How many 9s are enough?
By Scott Bradner
Network World, 08/24/98
If there is one
thing telephone people are insistent on, it is reliability -
at least in their
demands on equipment. The common belief among
phone people who are
trying to build data networks is that equipment
needs to be
"five nines" (99.999%) reliable in order to be useful in a
network they want to
build. I think they are wrong to want this level
of reliability in
data networking equipment, and I fear their insistence
on this level is
inhibiting their deployment of useful data networks.
It will be
interesting to see if they maintain this belief in the future, in
which case they will
have to compete against other providers for
customers. It is
currently easy for the traditional phone company to
insist on reliability
at great cost because it exists in a world where
increased cost means
increased revenue being authorized by the local
utility commissions.
But
utility-commission-distorted economics aside, I think the problem
is that the people
who are insisting on five nines do not understand
data networking.
Back in 1964, Paul
Baron, then at Rand Corp., produced a series of
articles proposing
the idea of packet-switching nets. (The papers were
recently posted
online.) Baron was working at a time when there was
considerable worry
about the destruction of the U.S. communications
infrastructure by
enemy action. He proposed a network design that
would survive
large-scale node or link destruction. His design was
for a distributed
network with many small cheap packet switches and
many redundant links
between them instead of the then-common
network design that
had a few large phone circuit switches. He
showed that when
reliability was measured end to end, a distributed
net would exhibit
very high reliability even in the face of the failure of
a number of the
switches or links in the network. He concluded,
"From the
user's viewpoint, the system appears to be virtually noise-
and error-free when
handling data." He was describing the current
Internet
architecture long before its time.
A key reason to use
a distributed network is to minimize the reliance
on any single
network component. The network will route around
link or switch
failures. In this type of environment, five nines
reliability is
overkill.
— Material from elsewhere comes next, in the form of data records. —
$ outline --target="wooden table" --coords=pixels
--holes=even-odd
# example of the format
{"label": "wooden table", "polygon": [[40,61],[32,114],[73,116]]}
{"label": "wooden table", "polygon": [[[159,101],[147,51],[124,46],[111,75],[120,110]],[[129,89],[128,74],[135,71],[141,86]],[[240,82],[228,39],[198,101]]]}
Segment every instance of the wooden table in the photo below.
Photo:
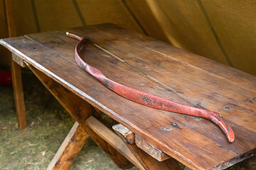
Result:
{"label": "wooden table", "polygon": [[[112,24],[68,30],[89,36],[126,62],[93,46],[85,49],[83,60],[110,79],[193,106],[188,99],[220,113],[235,134],[235,142],[230,143],[221,130],[207,120],[148,108],[107,89],[77,66],[74,48],[78,41],[68,38],[65,31],[0,41],[13,52],[15,61],[25,63],[78,123],[49,169],[68,167],[89,135],[123,169],[131,167],[131,162],[141,169],[178,169],[174,158],[193,169],[222,169],[255,153],[255,76]],[[122,142],[92,117],[100,111],[171,158],[158,162],[135,144]]]}

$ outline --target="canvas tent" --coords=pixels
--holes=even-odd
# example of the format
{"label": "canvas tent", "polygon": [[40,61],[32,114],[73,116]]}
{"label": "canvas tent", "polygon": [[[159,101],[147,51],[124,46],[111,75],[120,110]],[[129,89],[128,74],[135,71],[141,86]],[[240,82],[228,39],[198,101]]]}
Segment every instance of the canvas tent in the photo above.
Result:
{"label": "canvas tent", "polygon": [[[256,75],[256,1],[13,0],[17,35],[113,23]],[[0,1],[0,38],[8,37]],[[0,48],[0,62],[8,64]]]}

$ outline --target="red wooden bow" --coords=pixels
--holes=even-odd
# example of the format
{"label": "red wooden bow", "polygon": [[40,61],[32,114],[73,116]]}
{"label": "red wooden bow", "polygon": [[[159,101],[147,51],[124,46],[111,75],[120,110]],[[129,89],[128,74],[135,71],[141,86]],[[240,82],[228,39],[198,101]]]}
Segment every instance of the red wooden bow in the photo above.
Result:
{"label": "red wooden bow", "polygon": [[235,134],[233,130],[218,113],[180,104],[151,94],[134,89],[109,79],[100,70],[85,62],[79,56],[78,52],[85,44],[92,43],[90,39],[69,33],[67,33],[67,35],[80,40],[75,49],[75,61],[78,66],[100,80],[108,89],[129,100],[142,105],[210,120],[221,128],[229,142],[233,142],[234,141]]}

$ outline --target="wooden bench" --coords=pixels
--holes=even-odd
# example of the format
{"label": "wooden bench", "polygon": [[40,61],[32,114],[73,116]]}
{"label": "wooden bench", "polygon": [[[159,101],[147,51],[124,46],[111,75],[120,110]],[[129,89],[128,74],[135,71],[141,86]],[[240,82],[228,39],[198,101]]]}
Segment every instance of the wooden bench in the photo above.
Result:
{"label": "wooden bench", "polygon": [[[148,108],[111,91],[78,67],[74,58],[78,41],[65,31],[87,35],[125,61],[93,46],[85,49],[83,60],[110,79],[220,113],[233,128],[235,142],[228,142],[221,130],[207,120]],[[88,136],[122,169],[134,164],[140,169],[178,169],[176,159],[193,169],[223,169],[255,153],[252,75],[112,24],[3,39],[0,43],[19,58],[15,61],[28,67],[78,122],[49,169],[68,168]],[[135,144],[125,144],[93,117],[100,111],[127,128]],[[117,127],[114,129],[125,140]]]}

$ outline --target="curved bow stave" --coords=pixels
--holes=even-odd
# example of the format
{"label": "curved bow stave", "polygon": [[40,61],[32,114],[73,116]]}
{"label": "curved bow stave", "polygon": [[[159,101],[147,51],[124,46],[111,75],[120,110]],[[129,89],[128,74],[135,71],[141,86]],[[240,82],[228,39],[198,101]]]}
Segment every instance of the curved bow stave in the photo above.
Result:
{"label": "curved bow stave", "polygon": [[208,119],[220,128],[230,142],[234,141],[235,135],[232,128],[218,113],[178,103],[149,93],[134,89],[109,79],[100,70],[85,62],[79,56],[78,52],[81,47],[85,44],[92,43],[90,39],[69,33],[67,33],[67,35],[80,40],[75,49],[75,61],[78,66],[97,79],[110,90],[129,100],[148,107]]}

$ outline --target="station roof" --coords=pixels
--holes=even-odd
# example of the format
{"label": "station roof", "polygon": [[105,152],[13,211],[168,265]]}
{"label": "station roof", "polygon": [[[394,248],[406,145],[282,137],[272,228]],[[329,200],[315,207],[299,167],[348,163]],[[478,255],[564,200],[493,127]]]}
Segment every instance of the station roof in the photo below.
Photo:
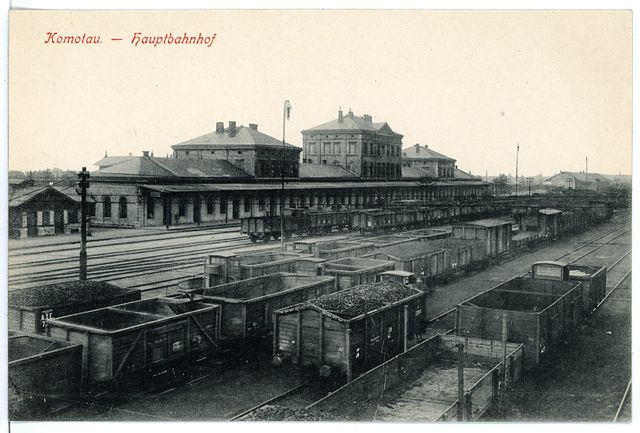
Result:
{"label": "station roof", "polygon": [[555,215],[562,213],[562,211],[558,209],[540,209],[540,213],[543,215]]}
{"label": "station roof", "polygon": [[355,173],[339,165],[309,163],[300,164],[299,175],[301,178],[358,177]]}
{"label": "station roof", "polygon": [[351,111],[344,116],[339,114],[337,119],[305,129],[302,133],[318,131],[371,131],[402,137],[401,134],[394,132],[387,122],[373,122],[370,116],[366,114],[362,117],[356,116]]}
{"label": "station roof", "polygon": [[429,149],[428,145],[420,146],[419,144],[415,144],[411,147],[402,149],[402,157],[410,158],[410,159],[434,159],[434,160],[441,160],[441,161],[455,161],[455,159],[453,158],[443,155],[440,152],[436,152],[433,149]]}
{"label": "station roof", "polygon": [[[104,165],[104,159],[112,158]],[[98,161],[100,170],[92,173],[100,176],[136,176],[136,177],[250,177],[229,161],[220,159],[177,159],[156,158],[153,156],[107,157]],[[116,159],[117,158],[117,159]]]}
{"label": "station roof", "polygon": [[507,225],[507,224],[512,224],[512,222],[511,221],[507,221],[507,220],[489,218],[489,219],[471,221],[471,222],[468,222],[468,223],[455,224],[455,225],[456,226],[497,227],[497,226],[503,226],[503,225]]}
{"label": "station roof", "polygon": [[[211,148],[215,147],[235,147],[235,146],[272,146],[282,147],[282,140],[271,137],[258,131],[257,126],[255,128],[247,128],[246,126],[238,126],[235,133],[230,133],[229,128],[225,128],[221,132],[209,132],[190,140],[183,141],[171,146],[174,150],[181,148]],[[289,143],[285,143],[285,146],[290,149],[302,151],[298,146],[294,146]]]}

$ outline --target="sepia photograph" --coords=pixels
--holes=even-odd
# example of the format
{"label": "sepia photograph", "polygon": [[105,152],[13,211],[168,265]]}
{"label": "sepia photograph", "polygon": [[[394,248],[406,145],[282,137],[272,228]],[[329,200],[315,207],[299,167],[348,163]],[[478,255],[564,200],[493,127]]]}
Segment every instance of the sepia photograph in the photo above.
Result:
{"label": "sepia photograph", "polygon": [[8,24],[10,428],[630,425],[631,9]]}

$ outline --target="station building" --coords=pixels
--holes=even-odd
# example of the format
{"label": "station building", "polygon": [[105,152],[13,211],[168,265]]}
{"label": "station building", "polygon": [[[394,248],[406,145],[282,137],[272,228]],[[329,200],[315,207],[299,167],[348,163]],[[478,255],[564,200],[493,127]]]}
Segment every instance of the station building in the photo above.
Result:
{"label": "station building", "polygon": [[[341,125],[339,120],[340,112],[329,124]],[[342,132],[331,133],[326,124],[320,125],[324,129],[305,130],[307,151],[286,143],[283,146],[282,141],[258,132],[257,125],[230,122],[224,128],[219,122],[214,132],[172,146],[171,158],[157,158],[149,152],[105,156],[96,163],[99,169],[91,173],[89,193],[96,203],[92,224],[162,227],[279,215],[283,153],[285,209],[364,208],[400,199],[448,202],[489,194],[489,184],[457,170],[452,176],[422,182],[423,169],[402,166],[401,134],[384,122],[374,124],[370,116],[359,118],[350,113],[342,122],[364,126],[360,133],[341,130],[341,126],[333,131]],[[333,135],[332,146],[314,154],[309,146],[316,139],[312,137],[320,135],[318,131]],[[317,139],[316,151],[326,144],[323,141]],[[348,152],[351,141],[355,148]],[[336,144],[339,149],[333,147]],[[327,159],[325,163],[329,158],[325,149],[331,149],[332,157],[342,161]],[[302,164],[298,159],[301,151]]]}
{"label": "station building", "polygon": [[79,228],[80,196],[73,188],[31,187],[9,197],[9,237],[71,233]]}

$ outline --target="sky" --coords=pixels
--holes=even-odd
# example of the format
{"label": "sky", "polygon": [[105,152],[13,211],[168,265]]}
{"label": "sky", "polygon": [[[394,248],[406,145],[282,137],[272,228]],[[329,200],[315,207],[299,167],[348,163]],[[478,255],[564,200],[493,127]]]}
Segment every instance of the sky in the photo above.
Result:
{"label": "sky", "polygon": [[515,174],[518,144],[524,175],[632,170],[628,11],[11,11],[9,32],[10,169],[166,156],[218,121],[281,138],[288,99],[298,146],[342,107],[478,175]]}

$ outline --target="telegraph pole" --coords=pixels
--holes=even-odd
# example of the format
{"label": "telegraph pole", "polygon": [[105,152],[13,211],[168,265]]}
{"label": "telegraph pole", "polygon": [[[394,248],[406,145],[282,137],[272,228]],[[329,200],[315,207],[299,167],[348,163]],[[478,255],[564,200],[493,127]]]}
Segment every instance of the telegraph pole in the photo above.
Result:
{"label": "telegraph pole", "polygon": [[91,175],[87,167],[78,173],[80,186],[80,281],[87,279],[87,188]]}
{"label": "telegraph pole", "polygon": [[516,197],[518,197],[518,156],[520,155],[520,143],[516,147]]}
{"label": "telegraph pole", "polygon": [[280,190],[280,249],[284,252],[284,176],[286,169],[286,158],[285,158],[285,149],[286,144],[284,141],[285,137],[285,126],[287,124],[287,119],[291,117],[291,103],[287,99],[284,101],[284,109],[282,110],[282,189]]}

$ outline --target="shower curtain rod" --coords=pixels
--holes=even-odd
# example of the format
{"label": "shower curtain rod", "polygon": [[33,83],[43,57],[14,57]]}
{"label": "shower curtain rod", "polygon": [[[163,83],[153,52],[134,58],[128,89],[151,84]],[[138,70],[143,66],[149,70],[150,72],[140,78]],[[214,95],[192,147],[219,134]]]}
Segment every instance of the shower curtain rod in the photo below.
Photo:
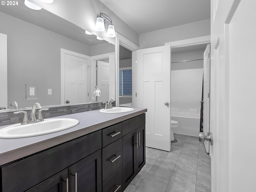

But it's not a surprise phone types think in terms
of the need for
extreme reliability - they generally don't have
distributed networks
with redundant paths.
There are places in
many ISP networks where redundancy is not as
rich as it might be
- the link to the customer site for example. And in
many ISPs, the level
of traffic is such that routing around a failure
will cause
congestion and data loss. But Internet-style networks are
not the same as
telephone-style ones, and the reliability demanded
from each component
should not have to be as high because the net
will cover up for a
lack of reliability due to redundancy in most cases.
Less expensive,
reasonably reliable switches may not result in less
reliable service to
the customer.
Disclaimer: Harvard
spends more time understanding the reliability of
people than
electronic components, so the above postulation is mine.